Since for any group $G$, the homology group $H_1(G;\mathbb{Z}) \cong G^{ab}$, it turns out that $H_1(GL(n,\mathbb{R});\mathbb{Z}) \cong \mathbb{R}^{\times}$.
I wonder if it possible to obtain this result by directly computing $H_1(GL(n,\mathbb{R});\mathbb{Z})$ as the quotient $Z_1(GL(n,\mathbb{R}))/B_1(GL(n,\mathbb{R}))$ of 1-cycles by 1-boundaries.

What do $C_1$, $Z_1$ and $B_1$ look like for $GL(n,\mathbb{R})$? Is a direct computation of $H_1(GL(n,\mathbb{R}))$ possible?

In case this question turns out to be too elementary for MO, I apologize in advance. In that case I will quickly move my post to MSE. 

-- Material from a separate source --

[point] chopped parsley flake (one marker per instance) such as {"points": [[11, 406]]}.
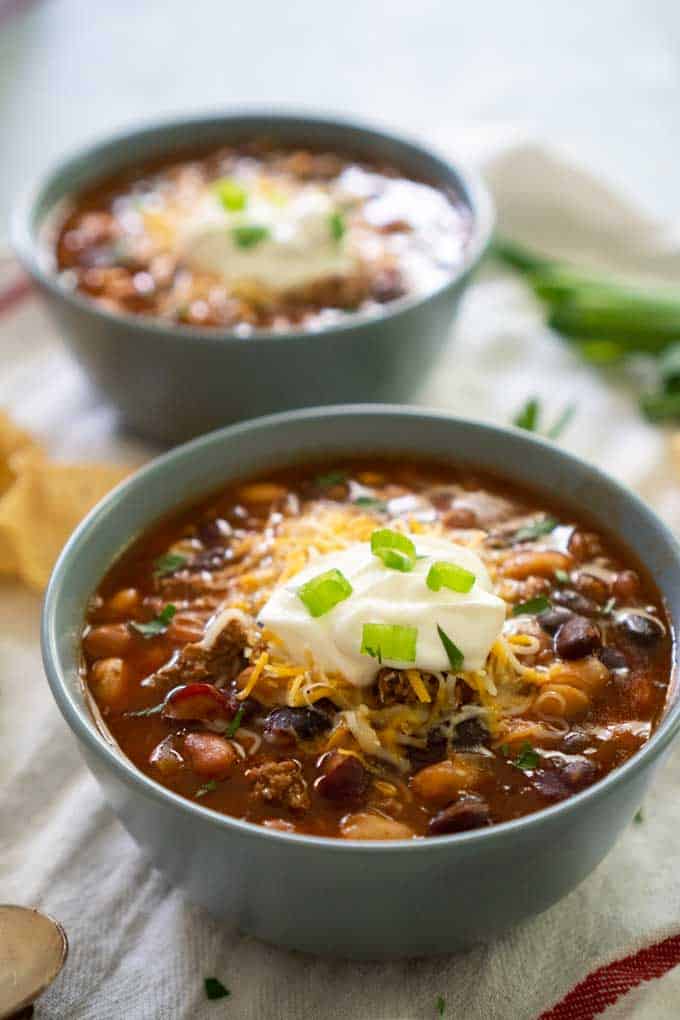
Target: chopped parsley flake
{"points": [[215, 988], [236, 722], [330, 479], [532, 606], [336, 225], [249, 235], [168, 563], [156, 626], [527, 757]]}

 A: This more of a comment, but here it goes anyway.
Following Brown's book Cohomology of Groups on page 36, we see that with respect to the standard resolution and any group $G$: $$C_2(G)\xrightarrow{\partial}C_1(G)\xrightarrow{0}\mathbb{Z}\to 0,$$ where $\partial[g|h]=[h]-[gh]+[g]$.
Consequently, $Z_1(G)=C_1(G)=\{[g]\ |\ g\in G\} $ and $B_1(G)=\{[h]-[gh]+[g]\ |\ h,g\in G\}$.
So $H_1(G)\cong G/[G,G]$.  I am not sure what more you could expect in any special case of this. 
In the case of a complex reductive (affine algebraic) group $G$, the quotient $G/[G,G]$ will always be isomorphic to an algebraic torus (isomorphic to a product of $\mathrm{GL}_1$'s), but that has nothing to do with group cohomology (it's the central isogeny theorem; see Milne's book Algebraic Groups for example).  A special case of this general fact is $G=\mathrm{GL}_n(\mathbb{C})$ where $G/[G,G]\cong \mathbb{C}^*$.  The fact that you get $\mathbb{R}^*$ for $G=\mathrm{GL}_n(\mathbb{R})$ is analogous to this case (in fact it is true for any field).